Cloud

Dont’ Miss an Opportunity to Talk about Security

CloudOne of the best ways to reach teens is to share with them a real world example. When talking to my kids I use a lot of stories from the news. For example when talking about digital reputation, I showed them “My Embarrassing Photo went Viral.” This weekend, we talked about the celebrity hacking scandal and what kids can do to keep their devices and accounts secure.

Last week, explicit photographs of 100 female celebrities were leaked online. These photographs came from a group of hackers who collected and traded nude pictures online. How they attained these pictures was by breaking into the celebrity’s Apple iCloud account. Reportedly, these hackers were able to access these personal accounts repeatedly and download pictures.

How did the hackers break in? According to Apple, “celebrity accounts were compromised by a very targeted attack on user names, passwords and security questions, a practice that has become all too common on the Internet.” In this case, hackers gained as much data as possible from public social media accounts and used it to find emails, guess passwords and security questions.

Most of these celebrities were probably unaware their pictures were even stored on iCloud. iCloud is a backup system which automatically saves digital photos, calendars etc. When someone takes a picture with their mobile phone it is automatically uploaded and stored in their iCloud account. Even if they deleted it off their phone, it could still be in iCloud. The benefit to an automatic backup is if someone loses their phone, they would not lose everything.

You can turn off these automatic backups.
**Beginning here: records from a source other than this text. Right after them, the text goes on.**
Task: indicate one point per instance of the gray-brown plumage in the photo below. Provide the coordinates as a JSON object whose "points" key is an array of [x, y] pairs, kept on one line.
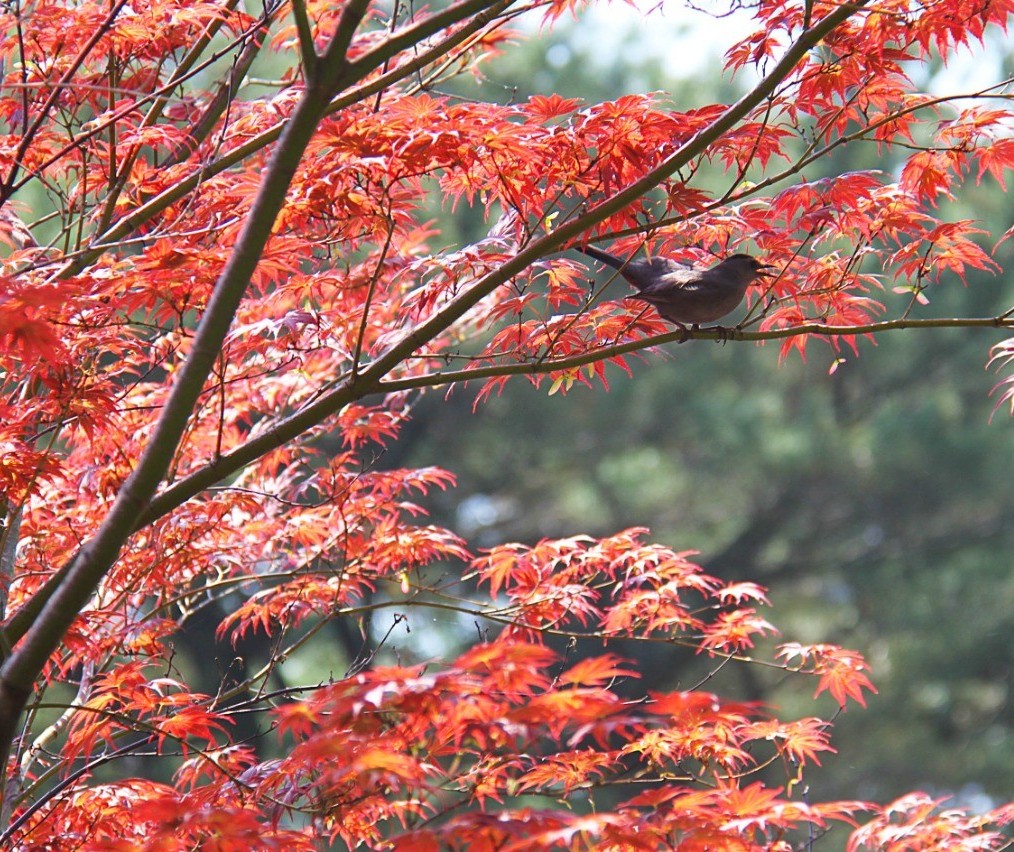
{"points": [[682, 294]]}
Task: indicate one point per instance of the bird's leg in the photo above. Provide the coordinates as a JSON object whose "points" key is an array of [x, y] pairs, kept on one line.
{"points": [[684, 333], [724, 334]]}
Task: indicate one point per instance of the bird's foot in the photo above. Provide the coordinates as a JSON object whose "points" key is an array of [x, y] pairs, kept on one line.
{"points": [[723, 334]]}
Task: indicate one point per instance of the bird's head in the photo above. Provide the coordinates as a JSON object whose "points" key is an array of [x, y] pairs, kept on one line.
{"points": [[746, 267]]}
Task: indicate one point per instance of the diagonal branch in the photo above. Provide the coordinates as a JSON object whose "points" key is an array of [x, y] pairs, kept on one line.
{"points": [[81, 575]]}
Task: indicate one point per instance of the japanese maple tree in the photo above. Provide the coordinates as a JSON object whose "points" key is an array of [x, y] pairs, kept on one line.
{"points": [[217, 306]]}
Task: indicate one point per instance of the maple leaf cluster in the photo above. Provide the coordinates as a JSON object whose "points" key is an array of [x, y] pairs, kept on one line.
{"points": [[275, 245]]}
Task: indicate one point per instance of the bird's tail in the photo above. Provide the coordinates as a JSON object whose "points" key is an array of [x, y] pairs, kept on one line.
{"points": [[602, 257]]}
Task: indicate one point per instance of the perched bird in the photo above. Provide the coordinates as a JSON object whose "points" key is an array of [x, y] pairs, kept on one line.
{"points": [[682, 294]]}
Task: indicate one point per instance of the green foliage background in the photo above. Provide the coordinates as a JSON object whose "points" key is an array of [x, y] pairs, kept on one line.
{"points": [[875, 502]]}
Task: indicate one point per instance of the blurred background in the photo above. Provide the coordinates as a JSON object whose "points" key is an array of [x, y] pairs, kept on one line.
{"points": [[875, 502]]}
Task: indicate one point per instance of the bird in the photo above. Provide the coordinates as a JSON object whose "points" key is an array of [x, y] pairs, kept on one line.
{"points": [[682, 294]]}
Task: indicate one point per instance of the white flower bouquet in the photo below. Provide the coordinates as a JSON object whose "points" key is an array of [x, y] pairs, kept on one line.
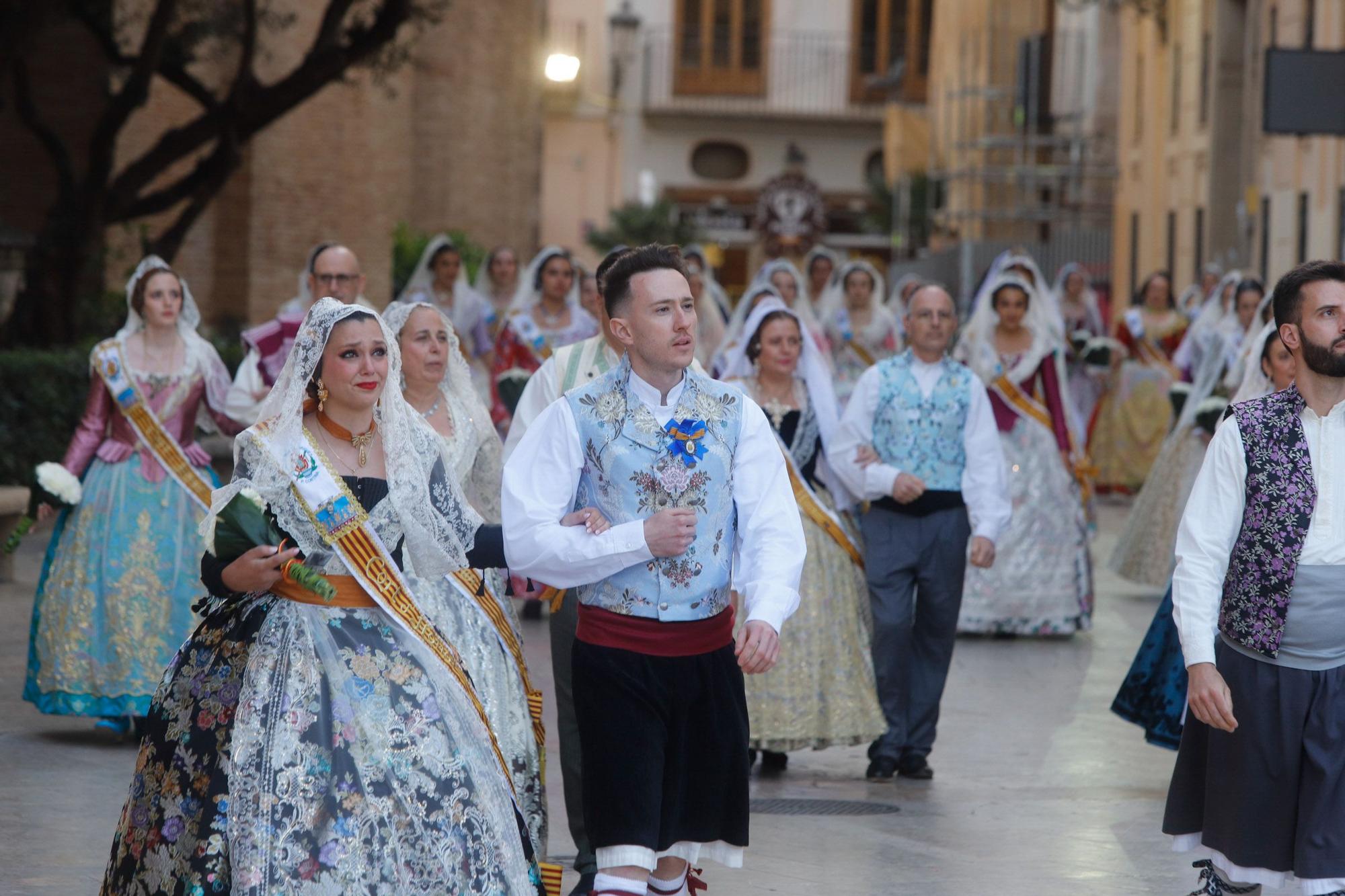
{"points": [[53, 485]]}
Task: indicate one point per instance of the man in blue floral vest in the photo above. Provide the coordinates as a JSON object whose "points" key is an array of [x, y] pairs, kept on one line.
{"points": [[1260, 603], [691, 477], [919, 442]]}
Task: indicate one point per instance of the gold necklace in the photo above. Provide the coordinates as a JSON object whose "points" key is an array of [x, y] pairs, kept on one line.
{"points": [[774, 407], [361, 440]]}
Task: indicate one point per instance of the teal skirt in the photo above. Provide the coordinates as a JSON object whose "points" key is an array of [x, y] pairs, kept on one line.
{"points": [[115, 598]]}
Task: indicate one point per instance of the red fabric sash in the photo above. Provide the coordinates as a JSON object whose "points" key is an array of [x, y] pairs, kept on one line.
{"points": [[653, 638]]}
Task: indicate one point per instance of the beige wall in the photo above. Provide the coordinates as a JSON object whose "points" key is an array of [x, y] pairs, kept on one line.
{"points": [[453, 139], [974, 45]]}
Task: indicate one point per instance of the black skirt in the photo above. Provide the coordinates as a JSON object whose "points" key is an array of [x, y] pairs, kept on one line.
{"points": [[665, 747], [1273, 792]]}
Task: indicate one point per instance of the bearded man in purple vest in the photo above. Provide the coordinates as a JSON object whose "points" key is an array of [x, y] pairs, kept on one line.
{"points": [[1260, 602]]}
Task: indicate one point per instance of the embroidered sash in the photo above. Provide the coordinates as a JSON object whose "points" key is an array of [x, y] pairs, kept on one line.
{"points": [[818, 512], [112, 366], [474, 587], [1032, 408], [344, 524]]}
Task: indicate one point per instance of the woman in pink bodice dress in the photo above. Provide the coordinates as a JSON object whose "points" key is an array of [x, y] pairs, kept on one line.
{"points": [[122, 573]]}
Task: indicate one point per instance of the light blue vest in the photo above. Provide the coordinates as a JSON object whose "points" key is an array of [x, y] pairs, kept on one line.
{"points": [[631, 473], [918, 435]]}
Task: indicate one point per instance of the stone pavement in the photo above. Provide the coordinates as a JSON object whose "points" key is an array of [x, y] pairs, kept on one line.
{"points": [[1040, 790]]}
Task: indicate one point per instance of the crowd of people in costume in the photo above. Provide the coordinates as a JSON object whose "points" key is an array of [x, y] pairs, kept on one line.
{"points": [[778, 512]]}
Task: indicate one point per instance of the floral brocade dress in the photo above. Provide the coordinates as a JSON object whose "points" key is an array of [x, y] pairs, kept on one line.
{"points": [[120, 573], [521, 349], [1042, 581], [303, 748], [822, 692], [1136, 413]]}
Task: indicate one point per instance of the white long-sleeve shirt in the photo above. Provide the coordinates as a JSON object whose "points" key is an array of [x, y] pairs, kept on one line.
{"points": [[1214, 517], [985, 485], [543, 477]]}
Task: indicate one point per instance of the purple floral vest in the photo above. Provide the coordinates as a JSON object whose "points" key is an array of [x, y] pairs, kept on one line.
{"points": [[1281, 495]]}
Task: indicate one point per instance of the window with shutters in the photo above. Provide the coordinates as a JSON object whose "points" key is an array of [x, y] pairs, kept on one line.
{"points": [[722, 46], [887, 34]]}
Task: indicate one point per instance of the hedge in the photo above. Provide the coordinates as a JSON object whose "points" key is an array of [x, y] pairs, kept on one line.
{"points": [[42, 396]]}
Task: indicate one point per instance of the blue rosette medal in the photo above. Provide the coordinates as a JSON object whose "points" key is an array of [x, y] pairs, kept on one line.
{"points": [[688, 440]]}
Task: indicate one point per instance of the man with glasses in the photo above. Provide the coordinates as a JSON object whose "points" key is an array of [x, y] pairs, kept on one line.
{"points": [[919, 442], [332, 271]]}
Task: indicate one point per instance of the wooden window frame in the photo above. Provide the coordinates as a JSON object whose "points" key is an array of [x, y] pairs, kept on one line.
{"points": [[915, 81], [708, 79]]}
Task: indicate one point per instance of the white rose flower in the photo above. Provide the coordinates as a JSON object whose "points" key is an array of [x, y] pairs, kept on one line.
{"points": [[57, 481]]}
Without the automatic backup, if they lose their phone and haven’t downloaded their pictures, they could lose all their digital photos. I know many teens who have lost their phone or accidentally broken it. Given the likelihood of something happening to their phone, a better alternative may be to increase security.

Parents should share with their kids how to  improve security on their end by:

  • Setting a Strong Password – An easy password is like closing the door without locking it. Teens and kids should always use strong passwords for their accounts and devices. Never use common passwords like “password” or “1234”. Choose passwords that are hard to guess with both letters, numbers and symbols.
  • Choosing unique passwords – Once you have that strong password do not use it for every account. If someone happens to guess or sees your password they will now have access to all your accounts. Every account should have a unique password
  • Turning on 2 factor identification – Once this feature is turned on, a person trying to access an account has to enter a password plus a code before they can login to an iCloud or Google Account. This unique code is sent to a trusted device chosen in advance by the user. Some popular apps, such as facebook, twitter and tumblr  also offer 2 factor security.
  • Watching the oversharing – Keep answers to security questions off social media or don’t use real answers to your security questions. Let’s say your favorite singer is Taylor Swift, the answer to the security question “who is your favorite singer” could be Kanye West.

Finally, it is not bad idea to remind kids there is no such thing as a private digital photo. Even with apps like Snapchat, a photo doesn’t truly disappear. Nothing is 100% private in the digital world.

For more information:

Friday Rewind – In-app purchases, Passwords, Report it and the Daily Show

rewindHappy Friday!

Every Friday, I am answering your questions and sharing helpful blogs and resources. Today, we are talking about In-app purchases, passwords, reporting online abuse and the Daily Show.

In-app purchases

This week, Apple agreed to pay 32.5 million for allowing kids to rack of purchases of virtual items within an app without a parent’s permission. After parents entered their password and bought the app, their child had an open window of 15 minutes to buy stuff without reentering the password. If your one of these parents, Apple should be contacting you with how to get a refund for unauthorized purchases by kids. To prevent future unauthorized purchases, check out Commonsense Media’s 4 ways to prevent in app purchases for Apple devices.

Apple is not alone. Consumer Reports found that Google Play allows a child to spend for up to 30 minutes without having to re-enter a passwordFor us Android users, there is no way to turn off Google Play’s grace period. After purchasing an app or game on Google Play, you have 15 minutes for a full refund BUT this 15-minute refund period does not apply to in-app purchases. If you want a refund on the magical sword, you need to contact the developer. No word yet on if the FTC is investigating Google Play. For now, you may want to hang out with your kid for 30 minutes and talk with them about how not everything in a free app is free.

 Most Popular Passwords for 2013

Guess my Password Game is one of my most popular posts. When I first played it with my kid, I guessed her password right away. Yes, her password was one of the top 10 most popular passwords. This week, I updated my game to include the most popular passwords for 2013. It is almost identical to my original list except a bit longer. For instance, 1234 is now 123456. Passwords are getting longer; now we need to work on making them stronger.

 Reporting Online Abuse

The Cyberbullying Research Center has a list of popular apps and how to report online abuse for each one. This is a great resource for parents. It is important for us to let these companies know what is happening so they can address the problem and limit this harmful activity. Bookmark Report It.

Daily Show Privacy

Not often does one of my favorite TV shows and privacy collide, but it did this week. Check out Jon Stewart and Therese author Theresa Payton discussing her new book Privacy in the Age of Big Data.